Disebutkan dalam Shohih Muslim ‘Aauf ibn Malik
berkata: “Kami biasa meruqyah pada masa jahiliyah. Kemudian kami mengadu pada
Rosulullah Saw. Wahai Rosulullah,bagaimana pendapat engkau tentang itu? Nabi
meminta penjelasan,perlihatkanlah padaku ruqyah (jimat) kalian?tidak
apa-apa menggunakan ruqyah selagi tidak ada syirik.” Lanjut beliau.
Dalam riwayat Jabir,Nabi melarang ruqyah. Lalu keluarga
‘Umar ibn Hazm datang untuk mengadukan jimat yang biasa dipakai untuk penawar
bisa kalajengking. Lalu menghaturkan bentuk jimatnya. Nabi Saw bersabda: “Aku
tidak memandangnya membahayakan. Bagi orang yang mampu memberi manfaat pada
saudaranya,hendaknya ia memberi manfaat.”
Teks asli keterangan diatas dalam kitab “Fath al-Bary
Syarah Shohih Bukhori” karangan Imam Ahmad ibn ‘Ali ibn Hajar al-‘Atsqolani
sebagai berikut:
ففي صحيح مسلم من حديث عوف بن مالك قال كنا نرقى في الجاهلية فقلنا يا
رسول الله كيف ترى في ذلك فقال اعرضوا علي رقاكم لابأس بالرقى مالم يكن فيه شرك
وله من حديث جابر نهى رسول الله صلى الله عليه وسلم عن الرقي فجاء آل عمرو بن حزم
فقالوا يا رسول الله إنه كانت عندنا رقية نرقى بها من العقرب قال فعرضوا عليه فقال
ما أرى بأسا من استطاع أن ينفع أخاه فلينفعه
Kekhawatiran Nabi Saw terhadap pemakaian magis memang
beralasan.

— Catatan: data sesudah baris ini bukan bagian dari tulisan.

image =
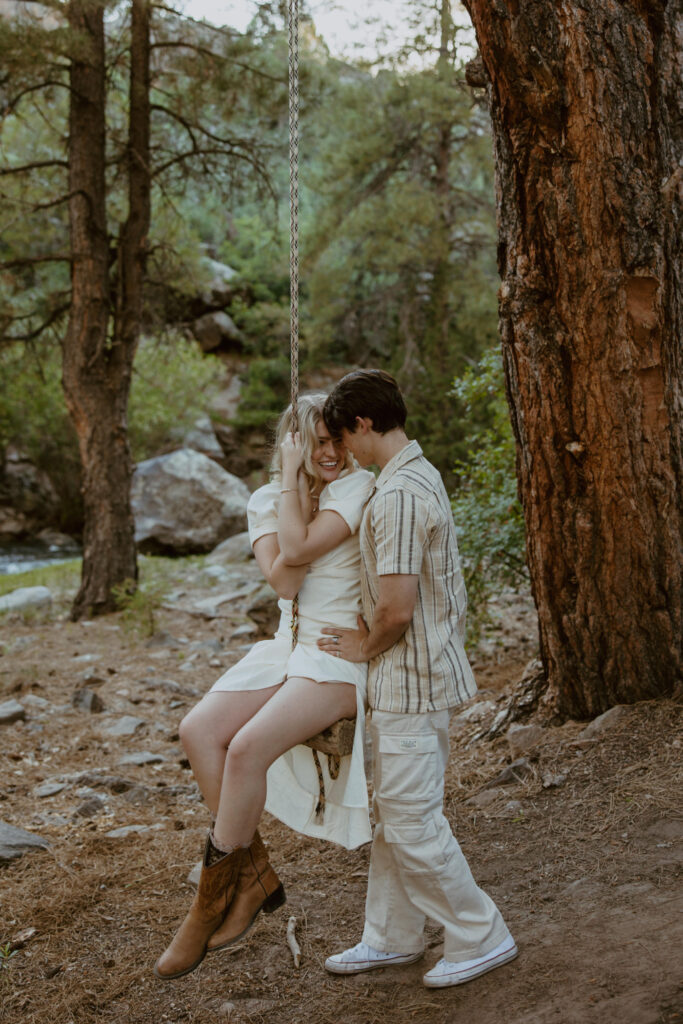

Sebab bangsa Arab Jahiliyah menganggap tama’im (jimat
yang dikalungkan) dan halaqoh (jimat
pegangan) bisa melindungi dari mata jahat,menjaga dari sial dan manfaat-manfaat
lain. Mantra-mantra digunakan untuk ritual memanggil jin,mencampur aduk antara
asma Allah dengan nama-nama syaithon. Untuk kemudian meyakini benda-benda magis
dan mantra ajaib itu mempunyai tuah dengan sendirinya,dengan mengesampingkan
Allah Swt. Oleh sebab itu Nabi berkata “A’ridlu...(perlihatkan padaku).” Pendek
kata,jika tidak ada kekhawatiran terjerumus dalam syirik maka pemakaian
benda-benda magis dan semacamnya diperbolehkan.